Should <dispatcher> be a single pointer or should the interface specify
a range from which syscalls may be made without being redirected? eg,
one could specify the whole of libc.

prctl(PR_SET_SYSCALL_USER_DISPATCH, <op>, <start>, <inclusive-end>, [selector])

> +++ b/include/linux/syscall_user_dispatch.h
> @@ -0,0 +1,45 @@
> +/* SPDX-License-Identifier: GPL-2.0 */
> +#ifndef _SYSCALL_USER_DISPATCH_H
> +#define _SYSCALL_USER_DISPATCH_H
> +
> +struct task_struct;
> +static void clear_tsk_thread_flag(struct task_struct *tsk, int flag);
> +
> +#ifdef CONFIG_SYSCALL_USER_DISPATCH
> +struct syscall_user_dispatch {
> + int __user *selector;
> + unsigned long __user dispatcher;

The __user annotation is on the pointer, not the value. ie, it's

unsigned long foo;
unsigned long __user *p;

get_user(foo, p)

> +++ b/include/uapi/asm-generic/siginfo.h
> @@ -285,6 +285,7 @@ typedef struct siginfo {
> */
> #define SYS_SECCOMP 1 /* seccomp triggered */
> #define NSIGSYS 1
> +#define SYS_USER_REDIRECT 2

I'd suggest that SYS_USER_REDIRECT should be moved up by one line.

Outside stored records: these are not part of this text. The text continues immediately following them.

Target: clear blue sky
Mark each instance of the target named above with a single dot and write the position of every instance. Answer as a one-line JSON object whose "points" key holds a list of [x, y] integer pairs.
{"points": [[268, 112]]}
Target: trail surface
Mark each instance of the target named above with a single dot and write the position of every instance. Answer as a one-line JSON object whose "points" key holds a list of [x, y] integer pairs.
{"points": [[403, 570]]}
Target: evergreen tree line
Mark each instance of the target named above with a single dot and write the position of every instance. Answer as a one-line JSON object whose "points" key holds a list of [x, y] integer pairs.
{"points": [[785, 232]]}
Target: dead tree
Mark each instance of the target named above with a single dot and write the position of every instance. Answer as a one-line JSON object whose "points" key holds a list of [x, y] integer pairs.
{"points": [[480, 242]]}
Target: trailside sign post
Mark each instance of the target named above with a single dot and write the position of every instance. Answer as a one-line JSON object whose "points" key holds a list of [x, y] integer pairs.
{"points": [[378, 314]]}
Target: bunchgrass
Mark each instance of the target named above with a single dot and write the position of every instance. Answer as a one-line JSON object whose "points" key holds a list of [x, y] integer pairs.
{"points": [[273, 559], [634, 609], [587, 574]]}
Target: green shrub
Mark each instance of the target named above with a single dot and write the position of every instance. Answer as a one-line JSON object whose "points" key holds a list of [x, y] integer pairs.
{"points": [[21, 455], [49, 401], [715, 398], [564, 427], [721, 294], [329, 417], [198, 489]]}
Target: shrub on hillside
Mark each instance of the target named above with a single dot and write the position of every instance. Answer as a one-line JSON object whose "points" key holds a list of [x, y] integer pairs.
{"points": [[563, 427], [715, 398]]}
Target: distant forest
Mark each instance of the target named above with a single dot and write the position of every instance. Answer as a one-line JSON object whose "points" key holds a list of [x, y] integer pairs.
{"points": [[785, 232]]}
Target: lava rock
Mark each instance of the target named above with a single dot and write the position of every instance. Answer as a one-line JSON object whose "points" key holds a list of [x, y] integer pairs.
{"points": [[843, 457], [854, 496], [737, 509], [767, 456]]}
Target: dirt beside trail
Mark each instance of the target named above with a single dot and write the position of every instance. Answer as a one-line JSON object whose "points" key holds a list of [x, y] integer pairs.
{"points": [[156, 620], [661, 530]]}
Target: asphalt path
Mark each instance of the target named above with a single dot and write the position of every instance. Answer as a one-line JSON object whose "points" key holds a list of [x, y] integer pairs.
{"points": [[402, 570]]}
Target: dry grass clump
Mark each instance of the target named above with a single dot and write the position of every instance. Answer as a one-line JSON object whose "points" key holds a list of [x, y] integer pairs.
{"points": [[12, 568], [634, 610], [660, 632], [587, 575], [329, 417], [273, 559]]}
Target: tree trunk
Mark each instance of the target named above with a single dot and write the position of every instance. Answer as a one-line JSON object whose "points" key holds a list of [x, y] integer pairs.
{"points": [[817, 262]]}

> +int set_syscall_user_dispatch(int mode, unsigned long __user dispatcher,
> + int __user *selector)
> +{
> + switch (mode) {
> + case PR_SYSCALL_DISPATCH_DISABLE:
> + if (dispatcher || selector)
> + return -EINVAL;
> + break;
> + case PR_SYSCALL_DISPATCH_ENABLE:
> + break;
> + default:
> + return -EINVAL;
> + }
> +
> + if (selector) {
> + if (!access_ok(selector, sizeof(int)))
> + return -EFAULT;
> + }

You're not enforcing the alignment requirement here.

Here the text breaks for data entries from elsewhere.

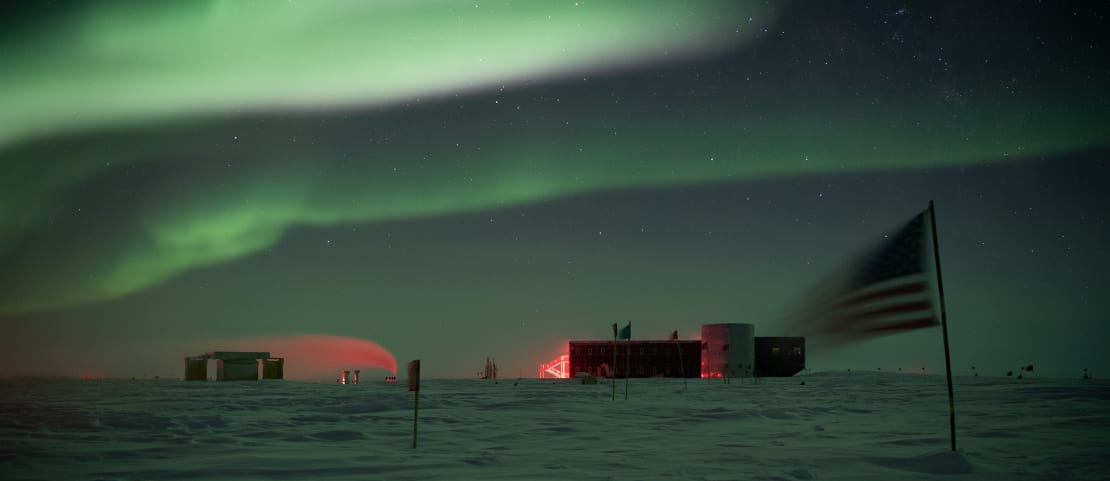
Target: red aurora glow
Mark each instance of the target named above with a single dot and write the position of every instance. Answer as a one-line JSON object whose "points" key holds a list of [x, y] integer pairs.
{"points": [[315, 356]]}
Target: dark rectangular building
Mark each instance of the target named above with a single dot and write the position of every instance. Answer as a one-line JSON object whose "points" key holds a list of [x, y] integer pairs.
{"points": [[779, 357], [648, 359]]}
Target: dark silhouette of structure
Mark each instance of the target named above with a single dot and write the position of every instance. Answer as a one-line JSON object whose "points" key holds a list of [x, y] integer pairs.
{"points": [[231, 366]]}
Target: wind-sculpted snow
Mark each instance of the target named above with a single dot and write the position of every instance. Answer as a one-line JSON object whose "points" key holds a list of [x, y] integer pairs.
{"points": [[843, 426]]}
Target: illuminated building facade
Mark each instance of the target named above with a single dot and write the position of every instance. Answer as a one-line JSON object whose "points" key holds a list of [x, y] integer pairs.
{"points": [[726, 350], [636, 359]]}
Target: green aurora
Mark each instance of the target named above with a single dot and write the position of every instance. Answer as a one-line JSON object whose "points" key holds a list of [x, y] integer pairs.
{"points": [[169, 138]]}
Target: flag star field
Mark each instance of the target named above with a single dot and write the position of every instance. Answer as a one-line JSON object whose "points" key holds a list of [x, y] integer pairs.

> + spin_lock_irq(&current->sighand->siglock);
> +
> + current->syscall_dispatch.selector = selector;
> + current->syscall_dispatch.dispatcher = dispatcher;
> +
> + /* make sure fastlock is committed before setting the flag. */

fastlock? ;-)
I don't think you actually need this. You're setting per-thread state on
yourself, so what's the race that you're concerned about?

> + smp_mb__before_atomic();
> +
> + if (mode == PR_SYSCALL_DISPATCH_ENABLE)
> + set_tsk_thread_flag(current, TIF_SYSCALL_USER_DISPATCH);
> + else
> + clear_tsk_thread_flag(current, TIF_SYSCALL_USER_DISPATCH);
> +
> + spin_unlock_irq(&current->sighand->siglock);
> +
> + return 0;
> +}
> --
> 2.27.0
>